Link rot (original) (raw)

For broken links in Wikipedia, see Wikipedia:Linkrot, Wikipedia:Using the Wayback Machine, and Special:BrokenRedirects.

Link rot (or linkrot), also known as link death or link breaking is an informal term for the process by which, either on individual websites or the Internet in general, increasing numbers of links point to web pages, servers or other resources that have become permanently unavailable. The phrase also describes the effects of failing to update out-of-date web pages that clutter search engine results. A link that does not work any more is called a broken link, dead link or dangling link.

Contents

Causes

A link may become broken for several reasons: The most common result of a dead link is a 404 error, which indicates that the web server responded, but the specific page could not be found.

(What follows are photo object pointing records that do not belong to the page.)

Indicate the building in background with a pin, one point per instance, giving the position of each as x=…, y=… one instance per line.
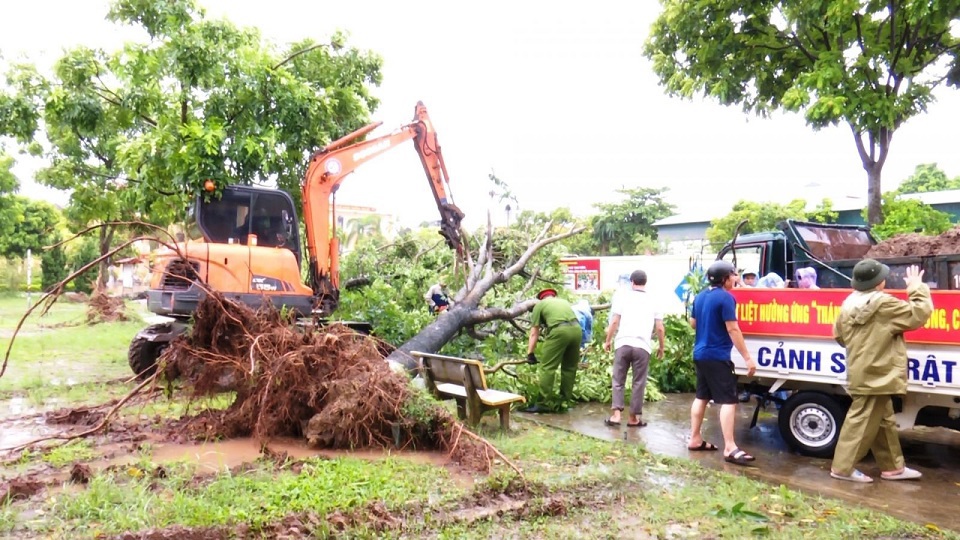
x=685, y=233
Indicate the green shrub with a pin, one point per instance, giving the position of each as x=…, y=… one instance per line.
x=675, y=372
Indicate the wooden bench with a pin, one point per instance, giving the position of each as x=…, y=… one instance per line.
x=449, y=377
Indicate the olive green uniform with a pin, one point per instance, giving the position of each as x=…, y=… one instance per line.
x=871, y=326
x=561, y=345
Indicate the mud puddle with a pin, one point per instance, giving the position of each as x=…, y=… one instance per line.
x=218, y=456
x=934, y=451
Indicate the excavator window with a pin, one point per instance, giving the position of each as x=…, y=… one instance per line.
x=242, y=211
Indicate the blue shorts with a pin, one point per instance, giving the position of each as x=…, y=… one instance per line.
x=716, y=380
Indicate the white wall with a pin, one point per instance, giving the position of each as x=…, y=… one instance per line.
x=664, y=273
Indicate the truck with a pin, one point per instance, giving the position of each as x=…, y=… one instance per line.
x=245, y=243
x=789, y=332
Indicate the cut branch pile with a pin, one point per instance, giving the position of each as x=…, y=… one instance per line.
x=104, y=308
x=331, y=386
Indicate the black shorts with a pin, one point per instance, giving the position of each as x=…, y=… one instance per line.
x=716, y=380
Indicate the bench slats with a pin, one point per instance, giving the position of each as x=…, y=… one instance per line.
x=463, y=379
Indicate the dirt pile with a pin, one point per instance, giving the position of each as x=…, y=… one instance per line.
x=918, y=245
x=331, y=385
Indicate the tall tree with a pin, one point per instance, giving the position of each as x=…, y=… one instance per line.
x=135, y=134
x=619, y=227
x=8, y=186
x=909, y=215
x=928, y=177
x=872, y=65
x=33, y=225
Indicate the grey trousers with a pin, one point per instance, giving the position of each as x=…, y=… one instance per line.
x=638, y=360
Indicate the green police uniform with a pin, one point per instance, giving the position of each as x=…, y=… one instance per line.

Some news sites contribute to the link rot problem by keeping only recent news articles online where they are freely accessible at their original URLs, then removing them or moving them to a paid subscription area. This causes a heavy loss of supporting links in sites discussing newsworthy events and using news sites as references.[_citation needed_]

Another type of dead link occurs when the server that hosts the target page stops working or relocates to a new domain name. In this case the browser may return a DNS error, or it may display a site unrelated to the content sought. The latter can occur when a domain name is allowed to lapse, and is subsequently reregistered by another party. Domain names acquired in this manner are attractive to those who wish to take advantage of the stream of unsuspecting surfers that will inflate hit counters and PageRanking.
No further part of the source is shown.